Thirdly, data can be obvious, so we won’t need them. This is the T of ROT. Storing the amount of letters of a name alone does not bring much. Yet such data exists and can not be reused.

Preventing ROT data

Good relational database designs have in common that they prevent ROT data. So we can reuse their techniques in our case: web services and user’s data.

Relational databases avoid duplication to make it small as possible. The only duplication allowed is for backups and safety. There is only one source of truth, no useless duplication, no ROT.

Another powerful design is to store raw data which can be derived into several useful ones. Let’s take the obvious date example. All date informations can be derived from such a raw timestamp 1708805421455: the year, the month, the day, the hour, minutes, even seconds or millieconds! All these informations in one timestamp. It matches 2024-02-24T20:10:21.455Z in ISO format, or Saturday, the 24th of February at 8:10 PM. Look at this useful timestamp: we can format the date information in the way we want it. It is used for custom displays by the web browsers and apps to match user preferences or app settings.

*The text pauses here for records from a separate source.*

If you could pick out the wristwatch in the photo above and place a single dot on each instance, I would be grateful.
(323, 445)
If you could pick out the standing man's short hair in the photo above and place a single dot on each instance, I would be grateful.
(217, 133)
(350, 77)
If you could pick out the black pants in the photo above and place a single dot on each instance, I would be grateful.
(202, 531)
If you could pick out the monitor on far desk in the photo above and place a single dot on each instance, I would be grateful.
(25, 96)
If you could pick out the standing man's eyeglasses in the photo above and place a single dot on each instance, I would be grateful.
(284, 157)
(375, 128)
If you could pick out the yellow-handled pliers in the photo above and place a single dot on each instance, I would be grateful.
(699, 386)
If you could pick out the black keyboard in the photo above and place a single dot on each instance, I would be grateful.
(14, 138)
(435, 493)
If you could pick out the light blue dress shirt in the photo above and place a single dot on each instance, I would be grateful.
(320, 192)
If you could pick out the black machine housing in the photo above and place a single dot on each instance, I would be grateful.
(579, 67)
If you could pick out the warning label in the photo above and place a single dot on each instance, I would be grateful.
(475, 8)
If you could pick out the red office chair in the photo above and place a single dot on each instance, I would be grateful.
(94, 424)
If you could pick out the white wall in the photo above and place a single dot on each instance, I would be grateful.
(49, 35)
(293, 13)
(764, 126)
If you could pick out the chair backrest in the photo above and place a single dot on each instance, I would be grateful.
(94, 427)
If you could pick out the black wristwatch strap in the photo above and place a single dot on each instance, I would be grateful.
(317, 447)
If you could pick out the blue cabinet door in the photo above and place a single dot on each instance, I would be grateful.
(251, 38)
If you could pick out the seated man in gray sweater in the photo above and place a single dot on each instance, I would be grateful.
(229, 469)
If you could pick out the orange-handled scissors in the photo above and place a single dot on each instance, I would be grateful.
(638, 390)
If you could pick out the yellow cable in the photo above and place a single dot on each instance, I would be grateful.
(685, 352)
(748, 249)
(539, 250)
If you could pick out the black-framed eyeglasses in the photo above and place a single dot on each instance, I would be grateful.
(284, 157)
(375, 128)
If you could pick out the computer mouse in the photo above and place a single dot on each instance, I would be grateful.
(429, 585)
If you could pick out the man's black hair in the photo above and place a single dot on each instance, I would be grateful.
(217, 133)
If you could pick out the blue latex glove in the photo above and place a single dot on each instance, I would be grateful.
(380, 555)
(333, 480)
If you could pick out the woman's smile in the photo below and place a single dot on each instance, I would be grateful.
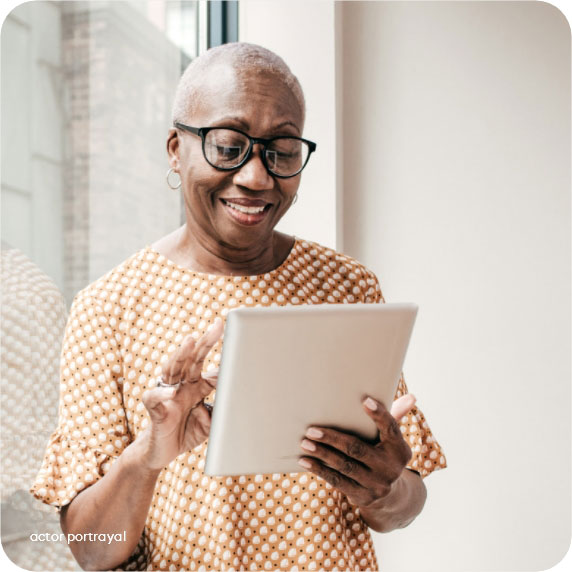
(245, 211)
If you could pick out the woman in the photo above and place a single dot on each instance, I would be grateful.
(142, 347)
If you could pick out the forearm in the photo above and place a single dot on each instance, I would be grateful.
(400, 507)
(116, 504)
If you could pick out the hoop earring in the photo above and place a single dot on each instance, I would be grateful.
(171, 170)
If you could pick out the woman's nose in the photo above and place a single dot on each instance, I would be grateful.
(253, 174)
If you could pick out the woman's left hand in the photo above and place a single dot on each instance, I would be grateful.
(363, 471)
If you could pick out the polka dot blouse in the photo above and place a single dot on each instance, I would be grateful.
(120, 330)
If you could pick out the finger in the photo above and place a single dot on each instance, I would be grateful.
(387, 425)
(402, 406)
(190, 394)
(335, 459)
(196, 356)
(340, 482)
(186, 363)
(154, 401)
(172, 371)
(349, 445)
(212, 375)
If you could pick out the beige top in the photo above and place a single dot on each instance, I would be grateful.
(120, 330)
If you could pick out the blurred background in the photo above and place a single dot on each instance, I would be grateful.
(86, 101)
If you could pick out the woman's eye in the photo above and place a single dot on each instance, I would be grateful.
(228, 152)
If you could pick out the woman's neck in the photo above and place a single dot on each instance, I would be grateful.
(185, 250)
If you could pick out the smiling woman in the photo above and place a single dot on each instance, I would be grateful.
(143, 343)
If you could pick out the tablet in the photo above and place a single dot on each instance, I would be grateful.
(286, 368)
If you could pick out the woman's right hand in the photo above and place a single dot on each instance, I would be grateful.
(179, 419)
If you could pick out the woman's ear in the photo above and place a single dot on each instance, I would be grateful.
(173, 148)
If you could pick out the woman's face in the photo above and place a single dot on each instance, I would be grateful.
(261, 105)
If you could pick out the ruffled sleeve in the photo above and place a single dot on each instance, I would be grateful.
(427, 453)
(92, 427)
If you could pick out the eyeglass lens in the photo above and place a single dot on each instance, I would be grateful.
(226, 149)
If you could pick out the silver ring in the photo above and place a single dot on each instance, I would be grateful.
(161, 383)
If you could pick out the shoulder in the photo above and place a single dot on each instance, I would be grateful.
(111, 288)
(339, 272)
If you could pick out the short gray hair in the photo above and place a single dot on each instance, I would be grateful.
(240, 56)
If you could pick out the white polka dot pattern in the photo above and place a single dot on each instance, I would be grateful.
(122, 328)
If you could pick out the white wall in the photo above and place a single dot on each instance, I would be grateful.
(462, 204)
(32, 148)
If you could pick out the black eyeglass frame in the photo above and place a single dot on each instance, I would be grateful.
(202, 133)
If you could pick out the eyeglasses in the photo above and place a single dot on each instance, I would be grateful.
(226, 149)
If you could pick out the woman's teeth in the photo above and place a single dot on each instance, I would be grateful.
(246, 210)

These derived data are disposable.

A compressed image of the original one can be deleted. We still have the original. So it can be on social networks where posts are buried and no one reads them anymore. They bring no value anymore, often supplemented by other posts

Sharing resources and information can also avoid duplication. Is a local copy needed? Could a simple service deliver the expected rare data instead? It always depend of the needs but the question is rarely considered . Each company or institutions does not have to holds a complete copy of everything as long as there are accessible backups. It is yet the case.

Yes, the subject is still ROT up to this point, but it goes on. In the meantime YES, I found the term by searching for a word and writing the post down. That led me to data lifetime. The concept is similar to Rust’s lifetime: how long does data live? This feeds all my thoughts: how long does and should data live?

This is already long enough, it is not good enough for me but I want to publish. So let’s think about data lifetime another time. It’s better to write and publish than wait months.